5. Document Processing Pipeline

graph LR
    A[Upload Document] --> B[Create DocumentURI]
    B --> C[Hash & Store as Document]
    C --> D[Queue Workflow Run]
    D --> E[Validate Step]
    E --> F[Parse with Docling]
    F --> G[Chunk Text]
    G --> H[Generate Embeddings]
    H --> I[Store in LanceDB]
    I --> J[Update RAG Index]

6. External Services

Docling Server: - Document parsing service - Extracts text, structure, and metadata - Configurable via DOCLING_SERVER_URL

HaikuRAG: - RAG backend for document retrieval - Vector search and document management - Optional (controlled by DO_RAG setting)

Data Flow

Document Ingestion Flow

  1. Upload - Client uploads document via /api/v1/document/upload
  2. Hash & Dedupe - System computes SHA256 hash, checks for duplicates
  3. Create URI - Maps source URI to document hash
  4. Batch Assignment - Associates document with processing batch
  5. Workflow Creation - Creates WorkflowRun and RunSteps
  6. Worker Processing - Workers pick up and execute steps
  7. Status Updates - Database tracks step and run status
  8. Completion - Document marked complete when all steps succeed

Workflow Execution Flow

  1. Worker Startup - Worker registers and starts polling
  2. Step Selection - Worker queries for PENDING steps with FOR UPDATE lock
  3. Status Transition - PENDING → RUNNING → COMPLETED/ERROR/FAILED
  4. Step Execution - Calls registered handler method
  5. Artifact Storage - Saves intermediate results
  6. Retry Logic - Automatic retry on ERROR status
  7. Run Completion - Aggregates step status to run status
  8. Group Completion - Aggregates run status to group status

Configuration

Configuration via environment variables with pydantic-settings:

  • Database connection
  • File storage paths
  • Worker concurrency settings
  • External service URLs
  • Workflow and parameter directories

See src/soliplex_ingester/lib/config.py:15 for full configuration schema.

Scalability

Horizontal Scaling: - Multiple workers can run concurrently - Database row-level locking prevents duplicate processing - Stateless API servers can be load balanced

Vertical Scaling: - Configurable concurrency per worker - Batch size controls for embedding operations - Connection pooling for database access

Workflow Parallelism: - Multiple workflows can process simultaneously - Steps within a workflow run sequentially - Different documents process independently

Technology Stack

  • Web Framework: FastAPI 0.120+
  • Database ORM: SQLModel 0.0.27+
  • Async Runtime: asyncio
  • CLI: Typer
  • Document Parsing: Docling
  • Vector DB: LanceDB 0.25+
  • RAG: HaikuRAG
  • Storage: OpenDAL (multi-backend support)

Extension Points

Custom Workflow Steps: Define custom step handlers by: 1. Creating a new async function matching the EventHandler signature 2. Registering in workflow YAML configuration 3. Implementing retry logic and error handling

Custom Storage Backends: Configure via FILE_STORE_TARGET environment variable and OpenDAL configuration.

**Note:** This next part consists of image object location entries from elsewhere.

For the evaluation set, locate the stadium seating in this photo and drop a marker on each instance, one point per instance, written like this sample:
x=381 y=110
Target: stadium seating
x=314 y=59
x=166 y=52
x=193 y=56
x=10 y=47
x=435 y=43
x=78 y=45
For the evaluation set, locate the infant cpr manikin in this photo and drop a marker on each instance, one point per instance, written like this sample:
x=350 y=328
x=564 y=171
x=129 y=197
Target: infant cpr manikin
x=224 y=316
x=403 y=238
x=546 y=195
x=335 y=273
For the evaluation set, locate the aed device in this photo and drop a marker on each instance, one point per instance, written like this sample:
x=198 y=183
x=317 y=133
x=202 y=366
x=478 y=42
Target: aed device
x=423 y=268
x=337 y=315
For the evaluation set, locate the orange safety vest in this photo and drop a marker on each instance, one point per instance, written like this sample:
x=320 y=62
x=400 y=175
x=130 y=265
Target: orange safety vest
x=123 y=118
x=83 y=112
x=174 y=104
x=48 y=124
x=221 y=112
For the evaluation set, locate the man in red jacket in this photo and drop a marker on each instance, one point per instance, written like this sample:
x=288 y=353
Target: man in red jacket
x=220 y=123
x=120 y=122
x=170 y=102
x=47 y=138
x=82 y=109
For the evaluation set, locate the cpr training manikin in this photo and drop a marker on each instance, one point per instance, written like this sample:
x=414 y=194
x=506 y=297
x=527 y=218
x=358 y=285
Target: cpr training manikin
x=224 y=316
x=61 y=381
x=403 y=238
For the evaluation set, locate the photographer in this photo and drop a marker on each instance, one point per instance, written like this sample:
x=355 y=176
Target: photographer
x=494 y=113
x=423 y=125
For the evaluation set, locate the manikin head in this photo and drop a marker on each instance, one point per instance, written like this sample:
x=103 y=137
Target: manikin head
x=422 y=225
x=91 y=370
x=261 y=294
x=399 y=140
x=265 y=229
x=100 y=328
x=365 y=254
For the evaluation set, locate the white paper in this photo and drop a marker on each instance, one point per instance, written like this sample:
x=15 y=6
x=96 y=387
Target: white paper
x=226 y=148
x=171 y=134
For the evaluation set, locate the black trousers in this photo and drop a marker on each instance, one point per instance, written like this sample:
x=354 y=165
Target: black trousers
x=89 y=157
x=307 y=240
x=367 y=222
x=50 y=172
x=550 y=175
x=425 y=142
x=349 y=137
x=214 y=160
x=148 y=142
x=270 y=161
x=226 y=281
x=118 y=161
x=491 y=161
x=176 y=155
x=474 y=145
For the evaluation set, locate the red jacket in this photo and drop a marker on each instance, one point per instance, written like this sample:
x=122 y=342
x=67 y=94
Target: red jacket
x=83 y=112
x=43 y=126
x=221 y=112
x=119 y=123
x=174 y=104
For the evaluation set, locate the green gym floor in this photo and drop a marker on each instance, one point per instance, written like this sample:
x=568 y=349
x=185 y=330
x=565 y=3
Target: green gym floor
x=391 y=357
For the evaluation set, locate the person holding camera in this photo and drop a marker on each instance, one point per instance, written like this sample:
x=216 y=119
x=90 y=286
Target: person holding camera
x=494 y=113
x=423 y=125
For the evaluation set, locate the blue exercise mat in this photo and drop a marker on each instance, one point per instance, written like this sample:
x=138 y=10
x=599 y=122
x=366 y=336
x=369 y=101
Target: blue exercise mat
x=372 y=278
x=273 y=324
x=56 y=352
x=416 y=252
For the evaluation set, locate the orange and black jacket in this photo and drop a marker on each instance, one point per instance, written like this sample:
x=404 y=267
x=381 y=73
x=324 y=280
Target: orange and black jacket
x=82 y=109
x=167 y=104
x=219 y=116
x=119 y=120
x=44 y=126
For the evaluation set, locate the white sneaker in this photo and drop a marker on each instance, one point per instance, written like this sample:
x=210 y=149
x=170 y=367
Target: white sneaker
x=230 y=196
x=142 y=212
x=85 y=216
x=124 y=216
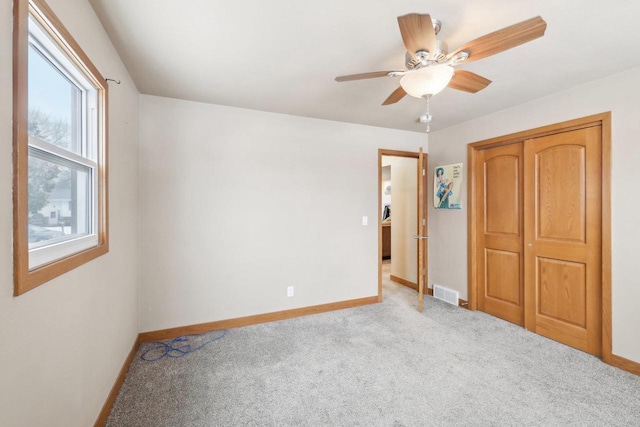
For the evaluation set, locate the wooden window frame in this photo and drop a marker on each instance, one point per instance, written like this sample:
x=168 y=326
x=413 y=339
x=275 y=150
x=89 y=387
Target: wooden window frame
x=24 y=278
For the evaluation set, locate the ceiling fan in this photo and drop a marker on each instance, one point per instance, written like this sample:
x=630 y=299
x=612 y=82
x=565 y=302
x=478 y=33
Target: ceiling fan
x=429 y=64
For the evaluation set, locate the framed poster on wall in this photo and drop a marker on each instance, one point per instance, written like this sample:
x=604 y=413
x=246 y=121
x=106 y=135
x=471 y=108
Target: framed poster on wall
x=447 y=187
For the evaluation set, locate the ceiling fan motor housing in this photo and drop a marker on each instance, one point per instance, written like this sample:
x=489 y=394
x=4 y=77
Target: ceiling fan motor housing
x=424 y=57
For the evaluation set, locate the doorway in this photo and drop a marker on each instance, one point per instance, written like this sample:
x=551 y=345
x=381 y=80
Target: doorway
x=402 y=222
x=539 y=231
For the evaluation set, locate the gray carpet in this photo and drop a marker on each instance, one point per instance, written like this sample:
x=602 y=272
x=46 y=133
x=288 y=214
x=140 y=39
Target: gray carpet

Custom Lifecycle Events: Add event handlers in workflow configuration to respond to: - GROUP_START / GROUP_END - ITEM_START / ITEM_END - STEP_START / STEP_END - ITEM_FAILED / STEP_FAILED

Monitoring

Database Tables: - workflowrun - Track run status and duration - runstep - Monitor individual step execution - workcheckin - Worker health and activity - lifecyclehistory - Audit trail of events

Metrics Available: - Document processing throughput - Step success/failure rates - Worker utilization - Processing durations - Batch completion times

Access via /api/v1/stats/* endpoints.